I'd like to run mpileup on a bam file with two different samples. The samples are identified in the header in the following way:
@RG ID:ApeKI_s2.sort SM:ApeKI_s2.sort LB:citrus_ApeKI PL:ILLUMINA
@RG ID:ApeKI_s12.sort SM:ApeKI_s12.sort LB:citrus_ApeKI PL:ILLUMINA
I added the RG tag to all entries in the bam file using
samtools merge -rh header.sam merged.bam ApeKI_s12.sort.bam ApeKI_s2.sort.bam
The RG tags are present in the reads:
ApeKI_common_s2_5511537 99 scaffold00001 244 60 25S44M3D27M = 244 83 CTGCTTCCTTTATGTTCGTGCATTCTTCTTACTCTGATTTAGATGGCGAAGGTTTTAAGCTAACTTTTTATGTCAATTTTTAAATGGGTTTCTAAT FFFFHHHHHJJJJJJJJJHIJJJJJJJJJJJJJJJJJJJJJJJJIIJJJJJJFHIJJJJJIJJJJHHHHHHEFFFFFFEEEDEEEEDDABDDDEEE NM:i:7 AS:i:42 XS:i:0 RG:Z:ApeKI_s2.sort
ApeKI_common__2474514 147 scaffold00001 244 60 16S44M3D36M4S = 244 -83 TTATGTTCGTGCATTCTTCTTACTCTGATTTAGATGGCGAAGGTTTTAAGCTAACTTTTTATGTCAATTTTTAAATGGGTTTCTAATACTGTTCAAGCTG DDDDDDDDDDDDEEEEFFFFD@HHHHHHIJJIJJJJJJJJJJJJJJJIHGGJIIJJJIJIIIJIHJJJJJJJJJJIJJJJJJIJIIHFHHHHDFFFFC@C NM:i:8 AS:i:46 XS:i:0 RG:Z:ApeKI_s12.sort
when I run samtools mpileup on merged.bam I get this:
[mpileup] 2 samples in 1 input files
<mpileup> Set max per-file depth to 4000
scaffold00001 244 N 38 ^[T^[T^[T^]T^]T^]T^]t^]t^[T^]t^]t^]T^]t^]T^]t^]t^]T^[T^]t^]t^]T^]t^]T^]T^]t^]t^]t^]t^]T^]t^]T^]T^]t^]t^]T^]t^]t^]T JJJHIJFFJFDJDJFDJJFEJEJJEDFEJDHJFFJFEJ
scaffold00001 245 N 38 TTTTTTttTttTtTttTTttTtTTttttTtTTttTttT JJJIGJFFJFDJDJFDIJFEJEJJFFFDJDJJFFIFCJ
scaffold00001 246 N 38 CCCCCCccCccCcCccCCccCcCCccccCcCCccCccC JJJGJJFFJFDJDJFDJJFEJEJIFCDEJCJJFFJFDI
scaffold00001 247 N 38 TTTTTTttTttTtTttTTttTtTTttttTtTTttTttT JJJDJJFFJFEJEIFEJJFDJEJICEEEJEJJFFJDEJ
So samtools recognizes that there are indeed 2 samples in my input file.
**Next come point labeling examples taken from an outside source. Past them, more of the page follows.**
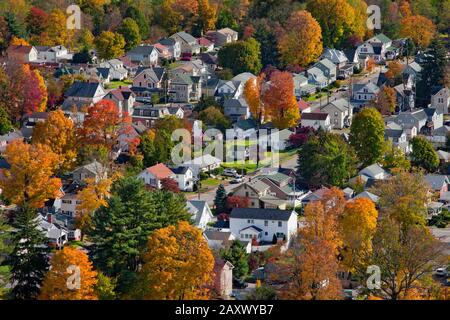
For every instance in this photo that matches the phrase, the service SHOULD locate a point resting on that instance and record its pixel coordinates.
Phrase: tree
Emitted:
(64, 264)
(325, 159)
(120, 229)
(367, 136)
(301, 44)
(357, 227)
(28, 260)
(420, 29)
(423, 154)
(57, 132)
(130, 32)
(386, 100)
(177, 265)
(213, 117)
(237, 255)
(220, 199)
(30, 179)
(253, 96)
(308, 269)
(280, 102)
(110, 45)
(170, 185)
(394, 158)
(91, 197)
(336, 18)
(241, 56)
(404, 258)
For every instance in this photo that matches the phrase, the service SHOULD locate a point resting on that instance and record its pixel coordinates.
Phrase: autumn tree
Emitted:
(301, 44)
(57, 132)
(308, 269)
(357, 227)
(65, 264)
(420, 29)
(386, 100)
(110, 45)
(367, 136)
(423, 154)
(30, 179)
(280, 101)
(253, 96)
(178, 264)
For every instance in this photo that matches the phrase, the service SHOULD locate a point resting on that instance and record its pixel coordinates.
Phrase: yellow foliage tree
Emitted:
(71, 277)
(58, 133)
(178, 265)
(92, 197)
(30, 179)
(357, 227)
(301, 44)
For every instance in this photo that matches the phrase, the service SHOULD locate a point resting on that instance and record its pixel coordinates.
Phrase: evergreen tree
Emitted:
(238, 257)
(221, 199)
(120, 229)
(29, 257)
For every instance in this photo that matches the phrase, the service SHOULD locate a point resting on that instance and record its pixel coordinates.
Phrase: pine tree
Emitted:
(29, 259)
(221, 199)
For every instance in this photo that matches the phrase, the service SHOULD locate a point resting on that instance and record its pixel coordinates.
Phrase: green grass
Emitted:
(116, 84)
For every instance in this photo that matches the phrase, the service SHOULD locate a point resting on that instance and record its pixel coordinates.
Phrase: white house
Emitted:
(263, 224)
(200, 212)
(153, 176)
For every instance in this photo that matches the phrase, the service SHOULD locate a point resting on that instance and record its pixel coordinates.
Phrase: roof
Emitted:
(314, 116)
(436, 181)
(160, 171)
(83, 89)
(261, 214)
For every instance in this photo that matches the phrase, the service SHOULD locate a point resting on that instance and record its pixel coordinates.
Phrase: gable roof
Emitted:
(261, 214)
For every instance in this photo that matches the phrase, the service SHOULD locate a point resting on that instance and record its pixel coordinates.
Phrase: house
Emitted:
(93, 170)
(21, 53)
(374, 171)
(329, 70)
(413, 69)
(124, 99)
(223, 36)
(185, 88)
(53, 54)
(116, 69)
(340, 112)
(203, 163)
(147, 115)
(223, 280)
(79, 95)
(218, 239)
(153, 175)
(438, 183)
(263, 225)
(200, 212)
(236, 109)
(316, 120)
(440, 99)
(184, 176)
(9, 137)
(144, 54)
(173, 45)
(188, 43)
(205, 44)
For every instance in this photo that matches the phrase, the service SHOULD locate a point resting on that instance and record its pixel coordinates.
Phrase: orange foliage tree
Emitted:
(58, 133)
(71, 277)
(301, 44)
(178, 265)
(30, 179)
(280, 101)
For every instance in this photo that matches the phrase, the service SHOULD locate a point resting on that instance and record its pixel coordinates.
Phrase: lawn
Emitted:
(116, 84)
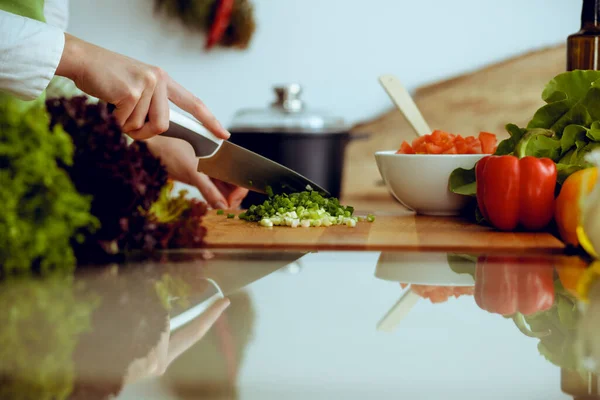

I would however expect to get SNP information on both lines as in the following output obtained by running:
samtools mpileup ApeKI_s2.bam ApeKI_s12.bam |head
[mpileup] 2 samples in 2 input files
<mpileup> Set max per-file depth to 4000
scaffold00001 244 N 22 ^]T^]T^]T^]t^]T^]t^]T^]T^]t^]t^]t^]t^]T^]t^]T^]T^]t^]t^]T^]t^]t^]T HIJEJEJJEDFEJDHJFFJFEJ 16 ^[T^[T^[T^]t^]t^[T^]t^]t^]T^]t^]T^]t^]t^]T^[T^]t JJJFFJFDJDJFDJJF
scaffold00001 245 N 22 TTTtTtTTttttTtTTttTttT IGJEJEJJFFFDJDJJFFIFCJ 16 TTTttTttTtTttTTt JJJFFJFDJDJFDIJF
scaffold00001 246 N 22 CCCcCcCCccccCcCCccCccC GJJEJEJIFCDEJCJJFFJFDI 16 CCCccCccCcCccCCc JJJFFJFDJDJFDJJF
scaffold00001 247 N 22 TTTtTtTTttttTtTTttTttT DJJDJEJICEEEJEJJFFJDEJ 16 TTTttTttTtTttTTt JJJFFJFEJEIFEJJF
I'd like to be able to recognize which sample get which SNP calls. I thought the RG tags were supposed to fix the need for having hundreds of different individual bam files. I'm running
Program: samtools (Tools for alignments in the SAM format)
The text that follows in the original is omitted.